As you know, pathologists pan through slides, zooming in and out often.  A typical diagnosis involves a great deal of inspection at 4X, with occasional zooming to 10X, 20X, or 40X to inspect small regions at higher magnification.  In contrast radiologists view an entire X-ray or MRI all at once, at full resolution (and they may have other needs such as rotating the point of view).  For this reason present DICOM viewers are not efficient for pathologists to use in diagnosing digital slides.  The DICOM standard must provide for sub-regions of the large image to be accessed randomly (to support panning), at varying resolutions (to support zooming).  Currently the DICOM standard only allows integral access to an entire image.
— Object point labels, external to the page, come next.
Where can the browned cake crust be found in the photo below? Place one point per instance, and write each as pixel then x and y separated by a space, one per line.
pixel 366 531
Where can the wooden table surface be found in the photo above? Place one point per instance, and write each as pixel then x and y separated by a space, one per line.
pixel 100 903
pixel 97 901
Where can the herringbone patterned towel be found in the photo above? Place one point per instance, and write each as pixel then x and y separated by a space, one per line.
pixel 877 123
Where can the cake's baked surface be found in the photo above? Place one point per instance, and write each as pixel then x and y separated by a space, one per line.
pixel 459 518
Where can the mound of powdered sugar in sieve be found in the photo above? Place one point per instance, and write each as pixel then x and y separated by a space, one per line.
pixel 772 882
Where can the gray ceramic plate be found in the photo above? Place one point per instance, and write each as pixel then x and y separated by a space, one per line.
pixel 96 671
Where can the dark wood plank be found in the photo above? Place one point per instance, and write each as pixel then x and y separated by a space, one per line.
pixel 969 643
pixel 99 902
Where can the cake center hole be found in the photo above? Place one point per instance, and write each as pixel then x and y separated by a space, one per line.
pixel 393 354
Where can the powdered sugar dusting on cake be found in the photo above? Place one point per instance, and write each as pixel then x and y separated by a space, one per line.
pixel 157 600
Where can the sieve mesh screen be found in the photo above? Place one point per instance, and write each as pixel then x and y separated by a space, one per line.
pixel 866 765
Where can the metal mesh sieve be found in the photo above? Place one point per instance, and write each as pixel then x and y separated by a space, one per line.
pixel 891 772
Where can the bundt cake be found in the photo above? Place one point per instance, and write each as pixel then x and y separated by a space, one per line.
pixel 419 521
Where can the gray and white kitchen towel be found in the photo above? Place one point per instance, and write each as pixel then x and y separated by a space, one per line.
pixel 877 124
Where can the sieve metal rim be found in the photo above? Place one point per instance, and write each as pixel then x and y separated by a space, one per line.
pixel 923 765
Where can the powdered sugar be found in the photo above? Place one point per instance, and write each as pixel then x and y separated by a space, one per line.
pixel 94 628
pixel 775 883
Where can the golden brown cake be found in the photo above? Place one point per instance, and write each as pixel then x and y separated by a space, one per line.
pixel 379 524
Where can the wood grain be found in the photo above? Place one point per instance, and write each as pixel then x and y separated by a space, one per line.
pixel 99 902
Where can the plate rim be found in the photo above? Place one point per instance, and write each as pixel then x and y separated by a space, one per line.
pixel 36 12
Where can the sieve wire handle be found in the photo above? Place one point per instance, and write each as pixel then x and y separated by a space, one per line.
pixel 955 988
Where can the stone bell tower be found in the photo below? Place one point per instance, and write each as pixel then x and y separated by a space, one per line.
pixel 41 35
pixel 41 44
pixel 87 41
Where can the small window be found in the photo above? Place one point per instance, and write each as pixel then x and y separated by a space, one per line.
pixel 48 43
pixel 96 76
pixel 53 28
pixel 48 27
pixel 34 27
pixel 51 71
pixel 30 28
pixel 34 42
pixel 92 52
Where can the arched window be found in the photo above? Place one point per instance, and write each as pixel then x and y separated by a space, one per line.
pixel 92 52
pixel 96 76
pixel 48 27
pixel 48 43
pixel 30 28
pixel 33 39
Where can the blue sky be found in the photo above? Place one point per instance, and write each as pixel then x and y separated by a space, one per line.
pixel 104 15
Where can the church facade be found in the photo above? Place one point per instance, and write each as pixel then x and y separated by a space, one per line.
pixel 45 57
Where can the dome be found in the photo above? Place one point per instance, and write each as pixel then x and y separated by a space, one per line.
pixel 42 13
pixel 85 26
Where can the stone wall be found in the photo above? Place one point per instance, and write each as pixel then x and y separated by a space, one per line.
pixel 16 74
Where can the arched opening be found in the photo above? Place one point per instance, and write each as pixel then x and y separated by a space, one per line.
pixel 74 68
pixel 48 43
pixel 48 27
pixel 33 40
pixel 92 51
The DICOM standard is administered by NEMA (National Electronics Manufacturer’s Association), and NEMA establishes working groups to develop supplements to the standard whenever new needs arise.  NEMA Working Group 26, of which I am a member, has the charter to address storage of digital pathology images in DICOM.  This working group has already developed a supplement which provides an expanded specimen model for pathology, and is now working on another supplement to store whole slide images in DICOM.
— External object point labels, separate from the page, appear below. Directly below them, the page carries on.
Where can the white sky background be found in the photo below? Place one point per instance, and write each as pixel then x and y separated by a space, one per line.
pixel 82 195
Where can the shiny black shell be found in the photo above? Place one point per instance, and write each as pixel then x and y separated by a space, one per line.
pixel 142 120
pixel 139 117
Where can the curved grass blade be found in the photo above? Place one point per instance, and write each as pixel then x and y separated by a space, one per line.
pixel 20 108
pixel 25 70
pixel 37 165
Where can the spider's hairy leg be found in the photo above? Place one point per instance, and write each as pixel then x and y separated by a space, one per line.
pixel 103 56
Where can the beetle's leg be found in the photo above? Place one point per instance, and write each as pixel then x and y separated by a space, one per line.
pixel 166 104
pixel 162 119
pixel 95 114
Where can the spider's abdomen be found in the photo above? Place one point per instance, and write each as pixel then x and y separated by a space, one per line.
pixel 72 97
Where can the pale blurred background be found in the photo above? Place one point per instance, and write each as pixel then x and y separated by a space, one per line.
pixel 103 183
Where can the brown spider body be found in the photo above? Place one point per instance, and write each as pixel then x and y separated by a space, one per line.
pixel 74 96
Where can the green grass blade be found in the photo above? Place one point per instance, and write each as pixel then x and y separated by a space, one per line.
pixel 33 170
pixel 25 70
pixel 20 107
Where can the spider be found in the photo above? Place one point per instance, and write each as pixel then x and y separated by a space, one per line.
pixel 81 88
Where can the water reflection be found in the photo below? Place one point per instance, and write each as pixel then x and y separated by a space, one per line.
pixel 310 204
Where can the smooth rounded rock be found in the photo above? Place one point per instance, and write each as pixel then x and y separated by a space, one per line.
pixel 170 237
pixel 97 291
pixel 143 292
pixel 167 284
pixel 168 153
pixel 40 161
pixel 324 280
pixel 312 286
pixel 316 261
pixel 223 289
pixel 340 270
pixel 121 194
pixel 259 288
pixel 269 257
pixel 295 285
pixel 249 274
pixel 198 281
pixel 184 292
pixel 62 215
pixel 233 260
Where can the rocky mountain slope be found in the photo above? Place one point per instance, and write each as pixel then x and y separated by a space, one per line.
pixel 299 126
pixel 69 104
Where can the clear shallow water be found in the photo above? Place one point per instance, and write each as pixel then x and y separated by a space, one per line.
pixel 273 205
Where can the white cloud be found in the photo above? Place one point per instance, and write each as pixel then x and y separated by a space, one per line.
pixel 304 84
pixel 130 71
The active proposal has the enthusiastic support of all the digital pathology vendors who are members of Working Group 26, including Aperio, Bacus, Bioimagene, Dako, DMetrix, Hamamatsu, Olympus, Omnyx, and Zeiss, as well as the PACS vendors such as GE and Philips.  This proposal encapsulates a digital slide as a conceptual pyramid of images, at various resolutions, each of which may be broken into one or more rectangular tiles.  Each tile of each image in the pyramid is stored as a separate image in a DICOM series. The following diagram illustrates:

Dicomimage_6

This works around the key limitations of DICOM quite nicely.  Because only individual tiles are stored, the size of the overall image object is no longer material, only that each tile be within the pixel dimension and object size limits of DICOM.  And because individual tiles are addressable as separate images, using defined DICOM protocols, random access to sub-regions of the pyramid is supported (for panning).  Having multiple levels in the pyramid at several resolutions supports the need to access images at varying resolutions (for zooming).

The proposed supplement is vender-neutral and does provide substantial scope for individual vendors to optimize their implementations, which is important for the early days of a new field.  Advances in access mechanisms, image formats, compression types, etc. may well occur, and easily can be incorporated into the scheme.  The supplement also supports JPEG2000 image objects and JPIP access to those objects as a proper subset, for vendors who wish to make use of that access mechanism.

The state of this effort is that the proposal has been made and discussed, and approved.  The next step is to convert the proposal into the formal language of a DICOM supplement, and then work with NEMA Working Group 6, the standing committee which oversees all supplements to the DICOM standard, to get this supplement approved and incorporated.  After that individual digital pathology vendors will begin implementing the standard, fostering inter-operability among themselves, and PACS vendors will adopt the new standard into their systems, and begin deploying it to their large hospital and lab customers."